Google DeepMind AI Can Now Learn on its Own
Ashley Allen / 8 years ago
DeepMind, the artificial intelligence (AI) developed by Google parent company Alphabet, is now capable of learning from its own memory without input from its programmers, the team responsible has revealed. The DeepMind researchers have developed a Differential Neural Computer (DNC), a new hybrid system that connects the AI’s neural network to a large data storage bank. The AI can now access the information from this data storage and learn from it independently. Effectively, DeepMind can now both read and write data at will.
The article on DNCs is #DeepMind's third @Nature paper in just over 18 months! Pretty unprecedented in computer science! #OptimizingScience
— Demis Hassabis (@demishassabis) October 12, 2016
The researchers tested DeepMind’s capacity for independent learning by tasking it with navigating the London Underground subway train network.

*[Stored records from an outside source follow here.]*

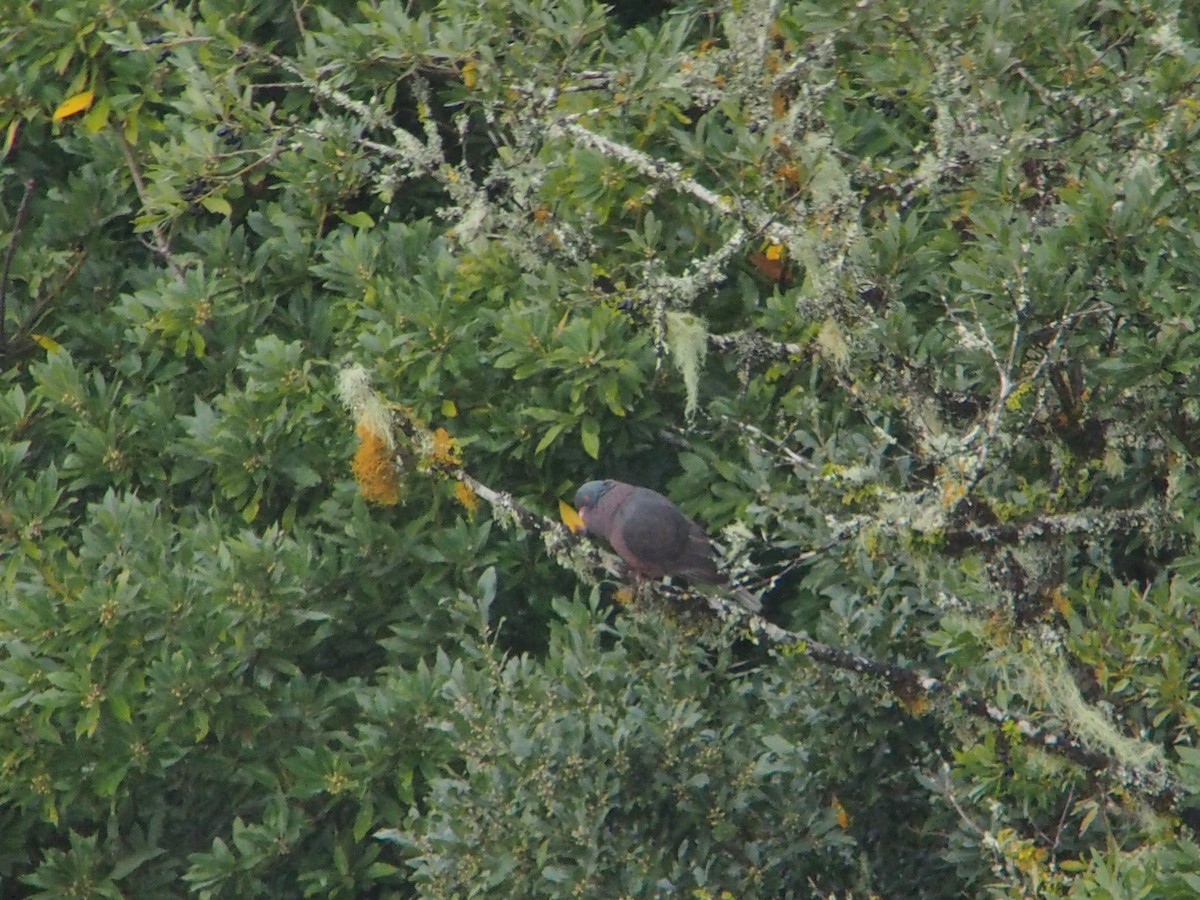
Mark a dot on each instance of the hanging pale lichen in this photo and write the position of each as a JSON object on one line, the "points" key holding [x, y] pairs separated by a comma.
{"points": [[688, 340], [375, 465]]}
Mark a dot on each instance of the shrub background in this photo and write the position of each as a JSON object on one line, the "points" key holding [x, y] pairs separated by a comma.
{"points": [[900, 297]]}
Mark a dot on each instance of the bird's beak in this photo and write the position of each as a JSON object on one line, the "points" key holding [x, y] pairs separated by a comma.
{"points": [[571, 519]]}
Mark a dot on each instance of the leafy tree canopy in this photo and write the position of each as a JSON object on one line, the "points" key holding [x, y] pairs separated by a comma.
{"points": [[313, 313]]}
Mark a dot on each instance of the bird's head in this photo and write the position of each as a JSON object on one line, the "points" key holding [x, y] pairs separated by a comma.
{"points": [[589, 495]]}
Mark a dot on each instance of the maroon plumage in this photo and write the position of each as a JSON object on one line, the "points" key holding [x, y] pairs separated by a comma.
{"points": [[652, 534]]}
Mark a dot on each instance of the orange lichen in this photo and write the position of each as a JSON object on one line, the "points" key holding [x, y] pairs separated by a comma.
{"points": [[447, 453], [468, 498], [375, 471]]}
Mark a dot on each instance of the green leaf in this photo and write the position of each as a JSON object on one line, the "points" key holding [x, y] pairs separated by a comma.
{"points": [[589, 436]]}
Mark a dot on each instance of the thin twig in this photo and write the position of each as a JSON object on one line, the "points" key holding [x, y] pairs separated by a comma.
{"points": [[18, 222]]}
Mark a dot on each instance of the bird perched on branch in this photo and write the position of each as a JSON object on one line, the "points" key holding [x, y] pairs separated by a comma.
{"points": [[652, 534]]}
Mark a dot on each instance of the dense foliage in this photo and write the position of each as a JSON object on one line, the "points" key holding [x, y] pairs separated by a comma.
{"points": [[897, 298]]}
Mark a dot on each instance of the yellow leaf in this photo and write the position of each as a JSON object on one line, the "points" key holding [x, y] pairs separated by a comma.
{"points": [[47, 343], [839, 813], [10, 137], [570, 517], [72, 105]]}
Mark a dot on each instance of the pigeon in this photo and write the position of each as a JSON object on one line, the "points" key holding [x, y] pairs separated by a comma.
{"points": [[652, 534]]}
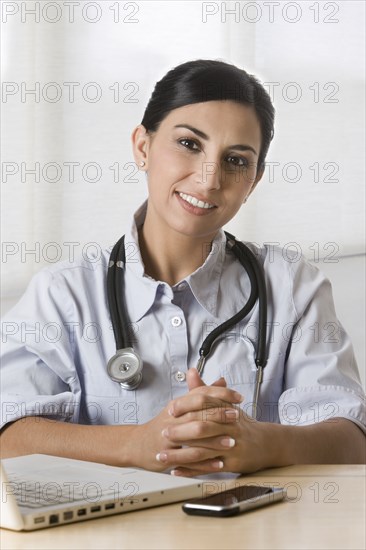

According to DeepMind’s blog:
“We wanted to test DNCs on problems that involved constructing data structures and using those data structures to answer questions. Graph data structures are very important for representing data items that can be arbitrarily connected to form paths and cycles. In the paper, we showed that a DNC can learn on its own to write down a description of an arbitrary graph and answer questions about it. When we described the stations and lines of the London Underground, we could ask a DNC to answer questions like, “Starting at Bond street, and taking the Central line in a direction one stop, the Circle line in a direction for four stops, and the Jubilee line in a direction for two stops, at what stop do you wind up?” Or, the DNC could plan routes given questions like “How do you get from Moorgate to Piccadilly Circus?””
The DNC development points to a future in which AIs can generate potential answers to questions without having every possible outcome already input into its memory, merely by deduction based on previous experience and processing basic data.